The difference of this approach is of course that rather than having a more progressive tax system (which I would strongly advocate regardless) where wealth is redistributed, and the widening gap between rich and poor in the UK could be bridged by government intervention, it is put into the hands of willing individuals who may be more likely to sign up for parting with their money if they see where it goes. This appeals, but can never solve the massive problem that is income inequality in the UK, and in its worse form, severe and persistent child and family poverty.

However, if the whole point of such a sponsorship scheme is for people to understand and appreciate how the other half live, and nothing more is expected, there may be some value in it. As long as both parties really know what they sign up for.

Save the Children, who were involved in the making of the series have a very comprehensive FAQ up on their UK site, with further information on their campaign to end child poverty in the UK, while the Poverty News Blog has posted this review by the Guardian's Tim Nichols, which takes a more positive view on the series.

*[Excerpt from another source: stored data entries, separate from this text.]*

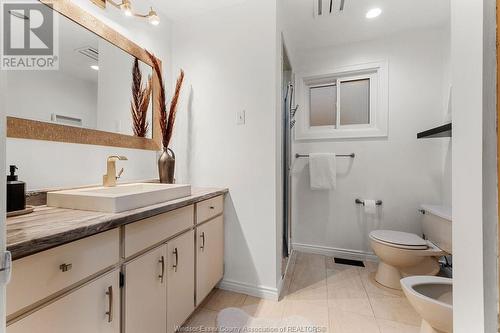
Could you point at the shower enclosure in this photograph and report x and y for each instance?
(287, 123)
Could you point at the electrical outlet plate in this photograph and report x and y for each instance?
(240, 117)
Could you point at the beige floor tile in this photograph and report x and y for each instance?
(348, 322)
(358, 306)
(395, 309)
(202, 320)
(222, 299)
(309, 279)
(375, 289)
(317, 315)
(346, 291)
(387, 326)
(262, 308)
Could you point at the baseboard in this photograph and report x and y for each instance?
(335, 252)
(250, 289)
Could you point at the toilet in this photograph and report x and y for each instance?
(405, 254)
(432, 299)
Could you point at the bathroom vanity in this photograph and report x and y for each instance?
(142, 270)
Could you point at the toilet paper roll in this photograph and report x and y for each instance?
(370, 207)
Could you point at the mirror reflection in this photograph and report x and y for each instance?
(93, 87)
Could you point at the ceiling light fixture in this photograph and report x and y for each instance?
(374, 12)
(126, 7)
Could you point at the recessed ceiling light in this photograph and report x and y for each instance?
(374, 12)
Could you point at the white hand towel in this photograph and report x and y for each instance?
(370, 207)
(323, 171)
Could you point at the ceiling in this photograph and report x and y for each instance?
(304, 31)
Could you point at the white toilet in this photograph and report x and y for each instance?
(404, 254)
(432, 298)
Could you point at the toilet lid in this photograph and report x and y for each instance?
(400, 238)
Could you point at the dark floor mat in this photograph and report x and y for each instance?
(348, 262)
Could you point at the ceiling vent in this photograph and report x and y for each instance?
(323, 8)
(89, 52)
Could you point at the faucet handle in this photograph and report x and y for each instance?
(117, 157)
(119, 174)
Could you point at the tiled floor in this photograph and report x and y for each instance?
(343, 299)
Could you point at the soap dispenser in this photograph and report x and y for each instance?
(16, 192)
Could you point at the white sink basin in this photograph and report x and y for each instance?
(119, 198)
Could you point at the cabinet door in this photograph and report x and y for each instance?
(180, 280)
(146, 292)
(95, 308)
(209, 257)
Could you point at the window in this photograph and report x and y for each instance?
(323, 109)
(352, 98)
(345, 104)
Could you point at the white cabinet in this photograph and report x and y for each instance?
(146, 292)
(95, 307)
(180, 280)
(209, 256)
(46, 273)
(76, 287)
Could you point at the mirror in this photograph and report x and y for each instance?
(91, 92)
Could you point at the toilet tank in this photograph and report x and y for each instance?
(436, 225)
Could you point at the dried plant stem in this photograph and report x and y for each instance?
(167, 121)
(140, 101)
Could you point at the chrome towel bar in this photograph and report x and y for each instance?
(338, 155)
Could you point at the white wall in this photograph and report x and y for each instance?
(230, 63)
(400, 170)
(474, 166)
(49, 165)
(3, 200)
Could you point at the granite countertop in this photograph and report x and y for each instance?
(48, 227)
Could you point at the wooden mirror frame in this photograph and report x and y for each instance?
(38, 130)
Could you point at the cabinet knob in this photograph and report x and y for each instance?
(162, 262)
(65, 267)
(202, 247)
(109, 313)
(176, 254)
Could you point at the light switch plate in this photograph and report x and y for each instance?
(240, 117)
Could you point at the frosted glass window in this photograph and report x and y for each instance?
(355, 102)
(323, 106)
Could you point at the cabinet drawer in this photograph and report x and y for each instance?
(148, 232)
(41, 275)
(207, 209)
(93, 308)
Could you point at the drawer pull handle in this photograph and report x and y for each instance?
(109, 313)
(65, 267)
(202, 247)
(162, 262)
(176, 253)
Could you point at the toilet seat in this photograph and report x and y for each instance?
(398, 239)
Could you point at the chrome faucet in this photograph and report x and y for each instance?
(109, 179)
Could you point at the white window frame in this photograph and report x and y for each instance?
(376, 72)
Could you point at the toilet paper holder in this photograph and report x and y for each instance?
(362, 202)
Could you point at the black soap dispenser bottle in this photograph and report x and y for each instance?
(16, 192)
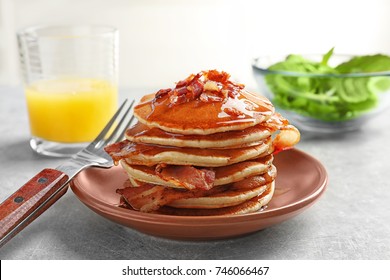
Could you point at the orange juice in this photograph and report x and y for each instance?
(70, 110)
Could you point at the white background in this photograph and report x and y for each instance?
(162, 41)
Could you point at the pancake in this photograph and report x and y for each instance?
(203, 147)
(202, 104)
(234, 195)
(149, 155)
(250, 136)
(253, 205)
(223, 175)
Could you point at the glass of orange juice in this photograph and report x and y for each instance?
(70, 80)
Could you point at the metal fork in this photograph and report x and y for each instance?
(45, 188)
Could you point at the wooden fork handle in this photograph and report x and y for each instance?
(30, 201)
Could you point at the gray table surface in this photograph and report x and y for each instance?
(350, 221)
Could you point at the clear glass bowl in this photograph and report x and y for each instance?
(323, 103)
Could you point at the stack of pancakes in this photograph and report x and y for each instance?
(203, 147)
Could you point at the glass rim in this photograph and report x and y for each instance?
(71, 31)
(263, 69)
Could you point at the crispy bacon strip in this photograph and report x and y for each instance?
(288, 135)
(187, 176)
(207, 86)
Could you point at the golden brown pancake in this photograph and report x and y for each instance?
(202, 147)
(253, 205)
(144, 154)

I'm interested to see how the three part programme is going to pan out - the next episode will be on at 9pm on Thursday, on Channel 4.

4 comments:

Anonymous said...

I have never ever heard of this kind of sponsorship before this programme - I watched it with my hands covering my eyes peeking through the cracks in between my fingers cringing. Coming from one of the many tens & thousands of families on the bread line who has to make do with goverment benefits I am a bit miffed to think that these families are getting rich handouts & benefits on top of this. Fair enough each to their own if some families wish to participate in this but speaking with passion & pride in my heart I can honestly say I would rather juggle benefits and shop at charity & thrift shops & count those pennies endlessly than take handouts from a rich family who have no true idea about poverty - what happens when the payments stop for these sponsored families - they are no closer to solving their problems - if not possibly made worse by the lack of nice chunky cheques coming in & thinking that money grows from the postmans bag

cartside said...

I'm not sure if this is meant to be a new programme, I thought the child sponsorship within the UK idea was a gimmick for this TV programme, rather than a serious idea - but that's just my understanding and it may be wrong.

Anonymous said...

I'm sure the refugees are grateful..that family get £150 a week more than i do as a single parent nursing student. Throwing money at people may not be a means to an end but it's hard to become, and stay motivated when you can't afford to pay your bills/buy food or take them out just for one day during the holidays. You obviously have no idea cartside. It's a soul destroying life, therefore a little bit of help can create immense positivity in one's outlook..for starters.

cartside said...

Anonymous, I really welcome your comment.
And it's good to hear your view, especially because it's different to mine. I do realise how soul destroying a life it is if you constantly have to struggle. I do have an idea.

And yes, I did see that the bit of help did actually turn around that family's life. It still creates dependency and power by the rich family over the poor family. They call the shots. This is what I'm uncomfortable with. Maybe wrongly so, but I am.

Maybe the pragmatic approach, the one where such a sponsorship scheme can make a difference, is valid in it's own right, and I'm just too idealistic to embrace it.

The question stays why we allow as a society that people live with not enough to get by while other bring home six figure incomes. Poverty and income inequality are systemic, and personally I think the state has a responsibility to create greater equality if it doesn't happen of its own accord.